My best friend, GENE COLAN
This photo is from San Francisco’s Wondercon 2007.
My experience with Gene Colan was a perfect lesson in what NOT to do, when trying to get a pin-up from one of your idols, or what TO do, if you want to annoy the hell out of them and feel ashamed of yourself, and make them hate you.
Early on, during my hours of obsessing and searching and fantasizing to find artists to draw pin-ups of giant monsters for my book, I found Gene Colan’s website online. He was one of the first artists I looked for. I sent him a letter about how much I loved his art, and how great I thought it was that he was accessible online. He sent a very brief thank-you-very-much type of note.
At this stage (this was the early 2000’s), I was new at the whole email thing. In fact, I was new at the whole computer thing. I had had an eighties model, which I used just as a word processor. But when I met (my wife) Elizabeth, she introduced me to the internet, and to emails.
But as I say, I was new to email etiquette. I would write pages and pages. I suspect most people would read a sentence or so, and then get bored or irritated and delete the letter without finishing it. At least, that’s what I would have done. But I didn’t know this at the time, because I hadn’t gotten any emails yet, so I just kept writing. I also didn’t have any experience trying to get pin-ups from artists. So my strategy was this. I’d write a long, annoying introductory letter, and I wouldn’t ask about the pin-up. I would just say hello and I love you so much. Then I would wait and see if I got a response before bothering to put myself on the line and ask for a pin-up. I guess I thought this technique would strengthen their bond to me somehow, and make them like me so much, that when I wrote a second time, they’d not only remember me, but also see what a nice and polite guy I was, and then we’d be best friends, and they’d WANT to do the pin-up. As if they wouldn’t have done it if I just asked the first time.

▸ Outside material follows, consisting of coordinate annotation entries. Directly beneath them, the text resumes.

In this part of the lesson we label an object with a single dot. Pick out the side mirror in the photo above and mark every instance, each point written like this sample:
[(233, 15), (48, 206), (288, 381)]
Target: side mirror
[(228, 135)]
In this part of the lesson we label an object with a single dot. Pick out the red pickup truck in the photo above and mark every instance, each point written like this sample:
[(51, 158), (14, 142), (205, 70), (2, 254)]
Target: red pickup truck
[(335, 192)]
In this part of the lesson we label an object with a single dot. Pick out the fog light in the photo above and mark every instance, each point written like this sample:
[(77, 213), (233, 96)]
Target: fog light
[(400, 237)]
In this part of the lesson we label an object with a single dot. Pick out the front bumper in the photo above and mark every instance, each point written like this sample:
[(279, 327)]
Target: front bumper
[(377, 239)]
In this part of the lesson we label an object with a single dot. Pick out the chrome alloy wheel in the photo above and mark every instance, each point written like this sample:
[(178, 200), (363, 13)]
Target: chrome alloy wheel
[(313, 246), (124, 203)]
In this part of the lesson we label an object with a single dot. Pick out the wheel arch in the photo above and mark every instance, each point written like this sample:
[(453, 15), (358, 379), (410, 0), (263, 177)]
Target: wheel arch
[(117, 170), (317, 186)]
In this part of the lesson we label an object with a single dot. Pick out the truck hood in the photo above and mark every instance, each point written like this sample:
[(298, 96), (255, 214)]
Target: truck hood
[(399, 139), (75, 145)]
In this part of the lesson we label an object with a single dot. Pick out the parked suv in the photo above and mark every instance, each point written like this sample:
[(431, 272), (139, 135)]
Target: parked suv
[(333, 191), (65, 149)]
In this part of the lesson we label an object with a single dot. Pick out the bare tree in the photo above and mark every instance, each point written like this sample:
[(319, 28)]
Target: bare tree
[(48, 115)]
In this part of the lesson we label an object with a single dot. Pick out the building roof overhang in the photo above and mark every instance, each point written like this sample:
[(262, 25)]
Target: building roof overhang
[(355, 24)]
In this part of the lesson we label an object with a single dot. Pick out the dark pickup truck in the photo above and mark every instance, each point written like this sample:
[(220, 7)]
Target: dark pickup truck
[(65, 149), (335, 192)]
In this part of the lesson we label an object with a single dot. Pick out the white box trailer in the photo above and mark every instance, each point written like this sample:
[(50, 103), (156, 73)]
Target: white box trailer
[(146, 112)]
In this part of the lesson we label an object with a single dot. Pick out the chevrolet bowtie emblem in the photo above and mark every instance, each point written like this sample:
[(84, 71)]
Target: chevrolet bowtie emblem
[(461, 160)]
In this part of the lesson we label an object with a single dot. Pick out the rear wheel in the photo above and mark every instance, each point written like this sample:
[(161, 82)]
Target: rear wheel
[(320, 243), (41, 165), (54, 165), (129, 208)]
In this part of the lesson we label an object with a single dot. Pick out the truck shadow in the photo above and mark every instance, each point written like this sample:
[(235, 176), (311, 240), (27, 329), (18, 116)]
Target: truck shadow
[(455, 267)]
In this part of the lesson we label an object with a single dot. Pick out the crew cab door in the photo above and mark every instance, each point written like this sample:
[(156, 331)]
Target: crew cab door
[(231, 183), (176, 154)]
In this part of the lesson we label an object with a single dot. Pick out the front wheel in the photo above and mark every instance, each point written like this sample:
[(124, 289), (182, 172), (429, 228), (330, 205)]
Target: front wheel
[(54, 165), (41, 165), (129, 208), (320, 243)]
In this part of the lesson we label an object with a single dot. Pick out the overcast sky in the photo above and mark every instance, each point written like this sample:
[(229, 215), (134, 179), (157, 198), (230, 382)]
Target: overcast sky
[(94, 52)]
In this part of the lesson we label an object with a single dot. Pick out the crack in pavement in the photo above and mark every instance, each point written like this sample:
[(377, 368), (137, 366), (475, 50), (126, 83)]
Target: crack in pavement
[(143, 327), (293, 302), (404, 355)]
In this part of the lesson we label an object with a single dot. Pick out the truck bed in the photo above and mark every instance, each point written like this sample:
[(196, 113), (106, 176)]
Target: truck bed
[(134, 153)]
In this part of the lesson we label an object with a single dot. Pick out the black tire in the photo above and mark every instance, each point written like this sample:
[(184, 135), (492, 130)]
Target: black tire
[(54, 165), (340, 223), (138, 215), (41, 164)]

So after receiving the very brief and appreciative thank-you from Gene, I wrote again, telling him about the book I was doing, sending some samples of the monster pages Dick Ayers inked, and asked if he would do a pin-up I could publish.
I told him if he wasn’t really interested in drawing a monster, he could just include a hint of one. I thought maybe he could do a deserted spooky street, with a monster peeking into an alley, or a giant shadow falling over someone, or a graveyard, with a giant foot stomping down. But something moody, since he’s so good with that gothic horror atmosphere.
This email got another brief reply. This time it was from his wife. She named a price which (in my naivete) I found high, but which in retrospect was a fair price for his work, considering what he had planned to do for that money.
I wrote another way-too-long letter, saying I assumed the price was for an 11″x17″, the standard size for a comics page. I asked if he might be able to do something smaller, or less detailed, for cheaper. I went on and on about possibilities.
Another brief reply from his wife. As for “detail,” she said that Gene works very hard, and if he skimped on “quality”, neither of us would be happy with the result. But she also said that he had planned to do a “22×28″ piece (Holy Christ! That would have been HUGE!) He would do an 11″x 17″ for half the original price. At the time, I thought it was still expensive (although I now realize it was a fair price for his work), but closer to a ballpark that I could afford.
We wrote back and forth – from here on out, all correspondences with with his wife and not with Gene – she wrote their concerns, and I responded with naive, annoying, relentless, way-too-long correspondences. I think we both got exhausted. Finally, I received a letter that was so funny and so simple, it made me ashamed. It said, Fine, he’ll do the pin-up. Don’t send any more emails. And then it said, “Seriously.” How embarrassing. How humiliating.
Shortly after I sent Gene a payment, I found a message on my answering machine from Gene in New York! He just wanted to check on the composition he had in mind for my pin-up. I was so excited, I didn’t delete the message, so I could play it for my wife. This was back when answering phones were on your home phone, because not many people had cell phones yet. I was trying to figure out a way I could record a copy and save it for my personal records. At this time, I was also saving the envelopes artists sent me their pin-ups in, because it had their names in their handwriting, and it was really cool to me to have these little pieces of their everyday lives as mementos.
I called him back, and it was a rush to speak with him on the phone. He was so polite and friendly. He made no mention of what a pain in his ass I had been. He said he planned to draw a graveyard with a kid in it, who’s jumping back in shock, right as a giant foot stomps down at him. Sounds great, I said. Do whatever you like.
That day, when I got home from work to share the phone message with my wife, I went to the answering machine to play it for her, and the machine said there were no messages. I literally howled with anguish, and she came running out. I said, “There was a message on the machine I wanted to share with you!” I was crushed. She had seen a bunch of old messages on the machine and assumed they were all ones she had heard, so she deleted them without listening to them first. I couldn’t believe it. I was in shock. I was devastated.
The pin-up came, and it was gorgeous. And it was still huge. Even though we agreed on 11″x17″, it ended up being 14″x22!”
I decided to publish it in the first comic I ever published.